We conclude from this that, while different parts of the tyre have different chemical compositions, reflecting their different roles, many of the compounds are common. We are now able to identify both these common compounds and the differentiating compounds, which makes possible wider, targeted environmental monitoring to understand the sources and ultimate fate of tyre emissions. It also opens up paths to reducing the environmental impact, such as the California Environmental Protection Agency’s proposed targeting of 6PPD, which will force tyre manufacturers to consider alternatives. It is the assessment of the properties of the alternatives which will be important, to ensure we don’t switch one problem for another.
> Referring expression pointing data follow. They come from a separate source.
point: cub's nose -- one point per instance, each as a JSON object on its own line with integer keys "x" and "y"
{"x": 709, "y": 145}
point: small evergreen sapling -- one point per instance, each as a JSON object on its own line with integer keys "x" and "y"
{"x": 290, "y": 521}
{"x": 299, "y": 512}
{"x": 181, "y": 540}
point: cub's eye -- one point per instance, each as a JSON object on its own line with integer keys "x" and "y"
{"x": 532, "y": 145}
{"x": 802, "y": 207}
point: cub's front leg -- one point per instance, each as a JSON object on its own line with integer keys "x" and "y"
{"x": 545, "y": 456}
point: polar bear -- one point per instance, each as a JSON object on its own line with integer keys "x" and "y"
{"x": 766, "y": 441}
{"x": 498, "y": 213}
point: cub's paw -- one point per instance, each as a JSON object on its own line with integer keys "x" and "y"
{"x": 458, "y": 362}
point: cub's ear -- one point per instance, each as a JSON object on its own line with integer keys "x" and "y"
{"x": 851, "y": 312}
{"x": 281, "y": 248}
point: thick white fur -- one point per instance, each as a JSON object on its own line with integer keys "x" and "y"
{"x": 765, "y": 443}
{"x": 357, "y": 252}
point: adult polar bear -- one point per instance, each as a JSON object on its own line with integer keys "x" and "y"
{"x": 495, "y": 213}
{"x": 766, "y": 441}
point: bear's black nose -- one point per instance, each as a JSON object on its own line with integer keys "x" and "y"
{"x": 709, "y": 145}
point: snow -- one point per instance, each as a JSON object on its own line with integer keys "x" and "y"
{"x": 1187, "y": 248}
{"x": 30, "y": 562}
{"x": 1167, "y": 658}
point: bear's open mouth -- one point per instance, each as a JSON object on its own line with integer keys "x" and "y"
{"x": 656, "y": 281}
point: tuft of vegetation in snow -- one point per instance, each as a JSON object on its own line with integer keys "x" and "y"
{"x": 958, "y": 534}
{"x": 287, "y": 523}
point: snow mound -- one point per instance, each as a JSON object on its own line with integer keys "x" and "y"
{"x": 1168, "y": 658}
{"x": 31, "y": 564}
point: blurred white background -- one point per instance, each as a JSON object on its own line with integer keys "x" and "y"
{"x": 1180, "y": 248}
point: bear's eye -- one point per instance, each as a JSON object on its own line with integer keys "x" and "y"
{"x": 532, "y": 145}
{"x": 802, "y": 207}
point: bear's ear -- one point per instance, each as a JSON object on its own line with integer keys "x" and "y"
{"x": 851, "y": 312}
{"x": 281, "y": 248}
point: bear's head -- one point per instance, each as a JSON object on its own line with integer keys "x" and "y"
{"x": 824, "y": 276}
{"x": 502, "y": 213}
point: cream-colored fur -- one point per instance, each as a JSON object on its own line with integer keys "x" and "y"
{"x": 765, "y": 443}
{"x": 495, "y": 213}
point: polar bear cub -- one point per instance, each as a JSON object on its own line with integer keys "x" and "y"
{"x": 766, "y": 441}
So, as you drizzle your salad with some tasty, oily dressing, you now know that the lettuce itself may be carrying various compounds that originated from the crude oil used to make the tyres, that wore as you drove to work, and that settled on the neighbouring farmer’s field. These chemicals are all around us, and inside us.
At least, however, we now know what to look for and can measure them out in the real world. Their camouflage is blown.